I can get Clen [clenbuterol] pretty cheap. Why do I have to cycle Clen if I can just keep using more? Can’t I just use blood pressure meds if I get jittery?

This question tells me you follow the ‘more is better’ philosophy and will push the envelope until something goes wrong. Individuals, coaches or parents are happy to ignore signs of drug use, as long as it brings fame or financial reward— but when something goes wrong, they blame the system or the drugs. Lyle Alzado wrongly blamed his brain tumor on his use of anabolic steroids, confusing the issue publicly and hampering efforts toward policy changes regarding clinical use.

A recent interview with former Michigan State standout and NFL lineman Tony Mandarich focused on his anabolic steroid use in college and the fact that he failed to disclose the fact to reporters [gasp], essentially trivializing his confession of years-long abuse of painkillers and alcohol during his relatively unimpressive NFL career. Oddly, there isn’t as much of an uproar of the admitted past drug and/or alcohol use of Presidents George W. Bush, Bill Clinton or Barack Obama. One can only imagine that there’s something in the application for the highest elected office in the most powerful nation that asks about past use of illegal drugs.

Getting back to your question, I will not condone or suggest that the use of clenbuterol in escalated (increasing) amounts is safe or can be managed by abusing another drug to block some of the negative side effects; especially not in the setting of unsupervised self-administration of the drugs. Your e-mail address suggests you are male, so I am assuming you plan to use the clenbuterol for fat loss purposes. Clenbuterol is a potent lipolytic (fat-reducing) agent, but it has the drawback of quick habituation, presumably due to downregulation of the receptors at the level of the muscle cell and fat cell. The anabolic (muscle-building) effects of clenbuterol require much higher concentrations than humans can tolerate.

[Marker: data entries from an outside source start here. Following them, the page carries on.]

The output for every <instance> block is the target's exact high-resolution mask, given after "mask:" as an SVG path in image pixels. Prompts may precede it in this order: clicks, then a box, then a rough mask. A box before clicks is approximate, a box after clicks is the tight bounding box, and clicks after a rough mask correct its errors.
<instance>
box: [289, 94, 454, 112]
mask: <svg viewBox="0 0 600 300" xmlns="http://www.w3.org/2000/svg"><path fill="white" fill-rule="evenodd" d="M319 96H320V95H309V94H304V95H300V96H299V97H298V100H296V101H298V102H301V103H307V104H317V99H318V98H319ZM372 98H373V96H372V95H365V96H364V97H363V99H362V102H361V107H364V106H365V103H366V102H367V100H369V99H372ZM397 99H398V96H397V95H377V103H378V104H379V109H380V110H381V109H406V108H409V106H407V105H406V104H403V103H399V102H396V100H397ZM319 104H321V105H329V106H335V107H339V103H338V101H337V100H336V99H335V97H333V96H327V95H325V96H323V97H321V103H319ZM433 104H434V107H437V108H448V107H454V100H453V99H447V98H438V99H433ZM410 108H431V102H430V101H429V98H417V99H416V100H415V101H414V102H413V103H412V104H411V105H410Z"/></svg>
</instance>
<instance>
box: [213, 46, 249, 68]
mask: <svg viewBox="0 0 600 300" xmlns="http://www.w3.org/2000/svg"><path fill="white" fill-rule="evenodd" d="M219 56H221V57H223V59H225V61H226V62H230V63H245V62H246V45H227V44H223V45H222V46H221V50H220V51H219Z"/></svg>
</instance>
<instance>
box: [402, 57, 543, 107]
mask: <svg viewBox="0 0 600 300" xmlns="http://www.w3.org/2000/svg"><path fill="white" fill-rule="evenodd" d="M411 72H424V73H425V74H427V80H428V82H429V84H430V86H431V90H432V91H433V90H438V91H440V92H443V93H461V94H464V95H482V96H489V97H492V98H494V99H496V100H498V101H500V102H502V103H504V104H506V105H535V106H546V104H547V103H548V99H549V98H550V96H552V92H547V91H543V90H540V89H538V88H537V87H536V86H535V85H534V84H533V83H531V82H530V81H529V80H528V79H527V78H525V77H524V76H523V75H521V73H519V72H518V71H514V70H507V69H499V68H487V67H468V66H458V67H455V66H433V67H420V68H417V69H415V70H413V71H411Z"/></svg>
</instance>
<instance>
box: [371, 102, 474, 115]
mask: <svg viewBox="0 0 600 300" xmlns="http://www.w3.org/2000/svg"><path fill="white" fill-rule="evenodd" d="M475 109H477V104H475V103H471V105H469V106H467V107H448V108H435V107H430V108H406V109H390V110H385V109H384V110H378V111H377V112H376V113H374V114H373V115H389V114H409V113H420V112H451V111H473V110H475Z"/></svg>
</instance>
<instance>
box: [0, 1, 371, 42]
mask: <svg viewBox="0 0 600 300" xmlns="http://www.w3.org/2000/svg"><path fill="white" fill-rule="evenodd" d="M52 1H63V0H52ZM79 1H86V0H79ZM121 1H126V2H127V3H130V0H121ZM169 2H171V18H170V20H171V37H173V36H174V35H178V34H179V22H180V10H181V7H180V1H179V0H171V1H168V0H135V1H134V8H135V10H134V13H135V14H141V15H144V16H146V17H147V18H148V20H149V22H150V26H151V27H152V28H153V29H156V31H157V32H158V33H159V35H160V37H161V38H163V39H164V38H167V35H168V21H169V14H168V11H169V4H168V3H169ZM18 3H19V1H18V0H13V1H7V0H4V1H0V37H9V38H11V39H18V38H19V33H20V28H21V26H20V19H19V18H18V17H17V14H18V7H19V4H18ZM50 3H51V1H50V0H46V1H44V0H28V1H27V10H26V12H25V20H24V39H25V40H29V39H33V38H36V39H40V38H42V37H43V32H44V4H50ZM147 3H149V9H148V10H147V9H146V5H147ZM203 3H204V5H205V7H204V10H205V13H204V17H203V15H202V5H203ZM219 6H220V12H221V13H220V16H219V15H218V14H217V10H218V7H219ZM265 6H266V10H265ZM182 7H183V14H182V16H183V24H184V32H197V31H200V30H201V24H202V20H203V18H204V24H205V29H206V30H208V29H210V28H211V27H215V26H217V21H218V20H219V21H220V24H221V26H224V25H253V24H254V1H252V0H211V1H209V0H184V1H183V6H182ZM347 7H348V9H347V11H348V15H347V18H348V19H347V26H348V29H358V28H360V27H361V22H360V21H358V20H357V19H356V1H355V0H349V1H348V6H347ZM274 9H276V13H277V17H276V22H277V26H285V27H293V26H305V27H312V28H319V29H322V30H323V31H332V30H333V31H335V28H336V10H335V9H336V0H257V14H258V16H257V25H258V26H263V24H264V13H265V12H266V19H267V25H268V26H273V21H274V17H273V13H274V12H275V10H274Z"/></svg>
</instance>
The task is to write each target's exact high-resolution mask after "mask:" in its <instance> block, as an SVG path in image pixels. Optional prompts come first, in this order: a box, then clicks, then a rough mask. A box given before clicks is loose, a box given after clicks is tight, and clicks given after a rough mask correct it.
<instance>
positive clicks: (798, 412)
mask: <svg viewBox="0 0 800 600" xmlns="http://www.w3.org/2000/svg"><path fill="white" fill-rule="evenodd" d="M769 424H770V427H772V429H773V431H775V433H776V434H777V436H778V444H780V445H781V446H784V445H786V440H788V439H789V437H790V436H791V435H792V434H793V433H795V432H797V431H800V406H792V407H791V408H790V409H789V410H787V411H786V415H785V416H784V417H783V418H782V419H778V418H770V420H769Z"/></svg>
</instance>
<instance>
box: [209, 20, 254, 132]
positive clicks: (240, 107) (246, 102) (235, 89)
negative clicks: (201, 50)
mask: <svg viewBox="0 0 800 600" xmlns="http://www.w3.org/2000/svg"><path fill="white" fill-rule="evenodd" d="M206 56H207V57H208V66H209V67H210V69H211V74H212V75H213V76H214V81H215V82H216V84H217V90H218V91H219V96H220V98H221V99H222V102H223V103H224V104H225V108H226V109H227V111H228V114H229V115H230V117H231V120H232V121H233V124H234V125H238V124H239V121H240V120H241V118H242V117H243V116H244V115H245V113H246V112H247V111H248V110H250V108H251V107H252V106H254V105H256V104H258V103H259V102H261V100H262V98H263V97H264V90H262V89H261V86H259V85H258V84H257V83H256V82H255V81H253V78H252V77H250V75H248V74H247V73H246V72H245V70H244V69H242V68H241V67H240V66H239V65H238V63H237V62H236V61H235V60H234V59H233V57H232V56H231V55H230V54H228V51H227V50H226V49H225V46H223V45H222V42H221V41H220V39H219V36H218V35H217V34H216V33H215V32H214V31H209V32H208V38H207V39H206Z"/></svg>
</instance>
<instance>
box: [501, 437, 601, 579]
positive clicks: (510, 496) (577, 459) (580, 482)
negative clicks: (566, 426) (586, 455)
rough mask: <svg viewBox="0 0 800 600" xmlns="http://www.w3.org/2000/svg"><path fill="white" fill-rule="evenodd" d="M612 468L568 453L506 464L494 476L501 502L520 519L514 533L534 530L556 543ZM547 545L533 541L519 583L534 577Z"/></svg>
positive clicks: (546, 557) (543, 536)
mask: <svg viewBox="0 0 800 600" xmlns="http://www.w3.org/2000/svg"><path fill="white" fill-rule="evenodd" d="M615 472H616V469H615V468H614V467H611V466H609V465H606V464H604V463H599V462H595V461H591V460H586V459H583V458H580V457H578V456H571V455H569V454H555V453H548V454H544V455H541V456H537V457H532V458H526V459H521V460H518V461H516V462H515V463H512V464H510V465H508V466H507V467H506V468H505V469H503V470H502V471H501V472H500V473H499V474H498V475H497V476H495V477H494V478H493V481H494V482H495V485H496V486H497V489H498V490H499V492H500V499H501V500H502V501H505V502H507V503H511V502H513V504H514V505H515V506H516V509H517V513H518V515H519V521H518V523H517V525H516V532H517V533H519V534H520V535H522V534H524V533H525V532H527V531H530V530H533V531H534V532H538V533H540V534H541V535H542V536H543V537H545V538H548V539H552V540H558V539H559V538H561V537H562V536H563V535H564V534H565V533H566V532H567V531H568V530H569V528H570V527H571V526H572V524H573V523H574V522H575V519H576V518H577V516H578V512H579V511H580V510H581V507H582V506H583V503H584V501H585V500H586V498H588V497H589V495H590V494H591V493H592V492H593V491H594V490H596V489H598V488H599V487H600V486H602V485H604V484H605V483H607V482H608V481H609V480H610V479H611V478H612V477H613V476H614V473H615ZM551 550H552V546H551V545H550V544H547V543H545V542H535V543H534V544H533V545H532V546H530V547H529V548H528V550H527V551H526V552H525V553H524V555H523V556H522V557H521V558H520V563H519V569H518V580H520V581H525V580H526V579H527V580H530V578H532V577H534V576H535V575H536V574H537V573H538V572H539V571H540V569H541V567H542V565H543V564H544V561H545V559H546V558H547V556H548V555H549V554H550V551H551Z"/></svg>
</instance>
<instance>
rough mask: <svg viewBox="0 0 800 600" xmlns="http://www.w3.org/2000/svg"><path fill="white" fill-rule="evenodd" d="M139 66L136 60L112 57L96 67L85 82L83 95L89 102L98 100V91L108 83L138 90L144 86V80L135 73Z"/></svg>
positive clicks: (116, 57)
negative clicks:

However, there has been research performed on people undergoing therapy to treat severe congestive heart failure that used very high doses of clenbuterol for several months. In these studies, people who had such poor heart function that they required the placement of mechanical pumping devices were given clenbuterol in escalating doses until they were taking 720 mu grams (micrograms) daily; to prevent dangerous elevations in heart rate, a selective beta-1 antagonist was provided. These patients demonstrated significantly greater lean mass and strength. Not surprisingly, endurance was not improved. Therapeutically, clenbuterol is used at a dose of 40-80 mu grams/day; bodybuilders generally do not exceed 120-160 mu grams/day because they cannot tolerate the side effects.

Though the ‘bodybuilding’ dose of clenbuterol, or even the therapeutic dose may increase fat loss, it does little for muscle gains (lean mass or strength). A follow-up study of similar patients with heart failure showed that an 80 mu grams/day dose did not improve strength, though the lean-to-fat ratio improved in the clenbuterol group.

If the day comes when people can be monitored by a health professional, then there might be a role for using a beta-1 antagonist in combination with clenbuterol in muscle-wasting disorders. It is highly unlikely you will live to see the day the FDA allows clenbuterol and beta-1 blockers to promote muscle hypertrophy.